Fay Weldon, the author of such novels as Down Among the Women and Female Friends made similar remarks in a May, 1998 Harper's Magazine essay. While acknowledging the low status of women in countries such as Afghanistan, Ms. Weldon says feminism has gone too far in Britain, and that the pendulum "needs nudging back to a more moderate position."

Somewhere along the way, she says, the "gender switch was thrown" and it became men who were "slighted, condemned by virtue of gender to casual and automatic insult. 'Oh men!' say the women, disparagingly. Males hear it all the time, in the workplace and in the home, at the bus stop and over the dinner table, and suffer from it. No tactful concessions are made to male presence. Men, the current female wisdom has it, are all selfish bastards; hit-and-run fathers; potential abusers/rapists/pedophiles; all think only with their dicks, and they'd better realize it."

Ms. Weldon has little patience for people who consider this fitting payback for the sins of these men's fathers. " 'Serves the men right,' I hear the women say. 'We're glad if they suffer a bit, after all those centuries! Give them a taste of their own medicine.' Except, except!" she protests, "Feminism was never after vengeance, simply justice ... 10 wrongs don't make a right. And since the men seem too terrified to speak, or are too extremist to be taken seriously, someone has to speak for them."

A year later, that someone was Rosalind Coward, a columnist with The Guardian and the author of books such as Our Treacherous Hearts: Why Women Let Men Get Their Way. After devoting 20 years of her life to feminism, Ms. Coward says she no longer finds it relevant. In July, 1999, she told The Sunday Times she now feels "more concerned about what [is] happening to boys and men."

After watching her own husband and others struggle through the economic recession of the early 1990s, Ms. Coward says she realized feminism had nothing to say about men who didn't fit the patriarchal oppressor mould. "Around me, I saw fathers who were very hands-on and trying just as hard as women to work and be good parents," she says. "These men were making huge changes but they were being given little credit for their efforts."

While Ms.
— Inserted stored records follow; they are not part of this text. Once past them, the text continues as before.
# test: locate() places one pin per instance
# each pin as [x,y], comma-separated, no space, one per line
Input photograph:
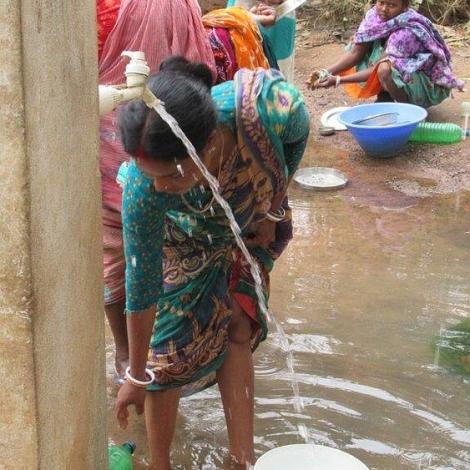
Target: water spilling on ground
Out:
[372,277]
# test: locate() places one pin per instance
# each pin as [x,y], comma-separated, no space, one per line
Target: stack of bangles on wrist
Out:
[276,215]
[140,383]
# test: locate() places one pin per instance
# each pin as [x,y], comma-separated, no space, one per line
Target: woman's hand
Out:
[264,14]
[128,395]
[264,236]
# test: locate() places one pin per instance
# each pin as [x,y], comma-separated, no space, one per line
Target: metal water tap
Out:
[137,73]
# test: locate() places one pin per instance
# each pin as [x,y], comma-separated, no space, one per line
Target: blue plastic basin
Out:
[383,141]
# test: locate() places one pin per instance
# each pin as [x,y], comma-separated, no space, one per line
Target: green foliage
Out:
[452,347]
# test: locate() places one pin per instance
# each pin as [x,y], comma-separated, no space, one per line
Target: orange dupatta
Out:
[244,33]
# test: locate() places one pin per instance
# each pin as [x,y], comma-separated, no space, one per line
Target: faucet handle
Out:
[137,70]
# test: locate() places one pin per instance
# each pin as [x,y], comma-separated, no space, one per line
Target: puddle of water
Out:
[371,278]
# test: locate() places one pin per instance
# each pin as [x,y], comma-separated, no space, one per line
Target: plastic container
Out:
[308,457]
[437,133]
[383,141]
[120,457]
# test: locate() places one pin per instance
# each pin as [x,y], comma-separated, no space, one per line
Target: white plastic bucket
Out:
[308,457]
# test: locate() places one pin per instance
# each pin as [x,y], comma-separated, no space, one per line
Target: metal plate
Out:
[320,178]
[330,118]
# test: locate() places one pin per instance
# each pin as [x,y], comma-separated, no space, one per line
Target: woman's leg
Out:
[236,384]
[384,72]
[117,322]
[161,409]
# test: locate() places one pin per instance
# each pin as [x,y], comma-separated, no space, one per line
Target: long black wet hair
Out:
[184,87]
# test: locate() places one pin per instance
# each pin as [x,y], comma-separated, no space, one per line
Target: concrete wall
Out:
[52,399]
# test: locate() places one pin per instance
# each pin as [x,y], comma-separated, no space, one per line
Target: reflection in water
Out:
[363,291]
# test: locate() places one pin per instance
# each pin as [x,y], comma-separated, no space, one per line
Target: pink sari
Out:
[160,28]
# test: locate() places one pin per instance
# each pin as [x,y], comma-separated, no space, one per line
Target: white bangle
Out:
[140,383]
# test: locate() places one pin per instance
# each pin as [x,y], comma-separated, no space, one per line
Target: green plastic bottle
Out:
[120,457]
[437,133]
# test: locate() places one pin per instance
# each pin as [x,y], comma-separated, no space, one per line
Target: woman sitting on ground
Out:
[189,292]
[397,55]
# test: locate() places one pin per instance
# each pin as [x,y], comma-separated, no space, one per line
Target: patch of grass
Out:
[452,348]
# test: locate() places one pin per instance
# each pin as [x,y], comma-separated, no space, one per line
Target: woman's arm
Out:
[350,58]
[139,331]
[142,215]
[357,77]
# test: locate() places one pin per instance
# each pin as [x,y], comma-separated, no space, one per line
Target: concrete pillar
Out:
[52,363]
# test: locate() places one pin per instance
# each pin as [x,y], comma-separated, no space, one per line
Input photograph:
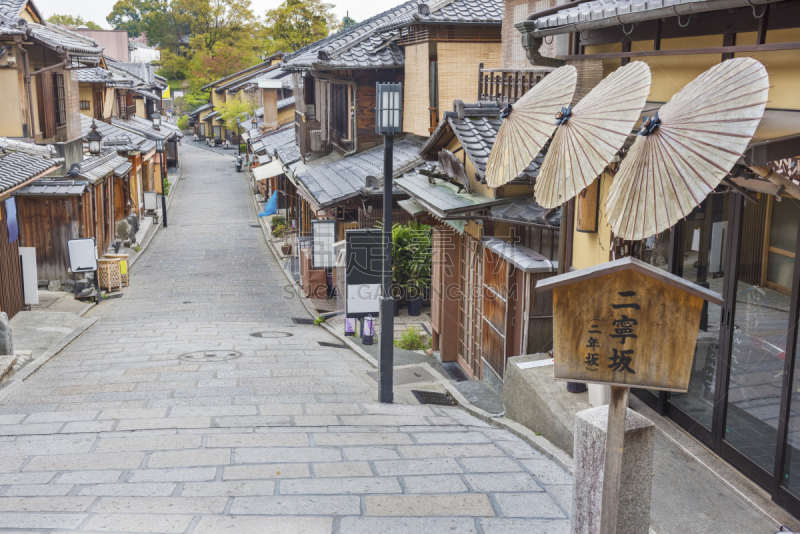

Coward says she has few worries about her daughter's future since today's "girls are buoyed up by a tremendous sense that whatever they do is new and positive," boys are a different story. "My son, Carl, 14, and his friends face a much more uncertain future. Boys are doing significantly less well at school than girls. The old roles are gone and my son and his peers are thrashing around in a new world in which they feel demoralized, the second sex."

Feminism was never supposed to be about beating up on little boys. When astute social commentators such as these begin warning it has come to this, it's time to give the matter serious consideration.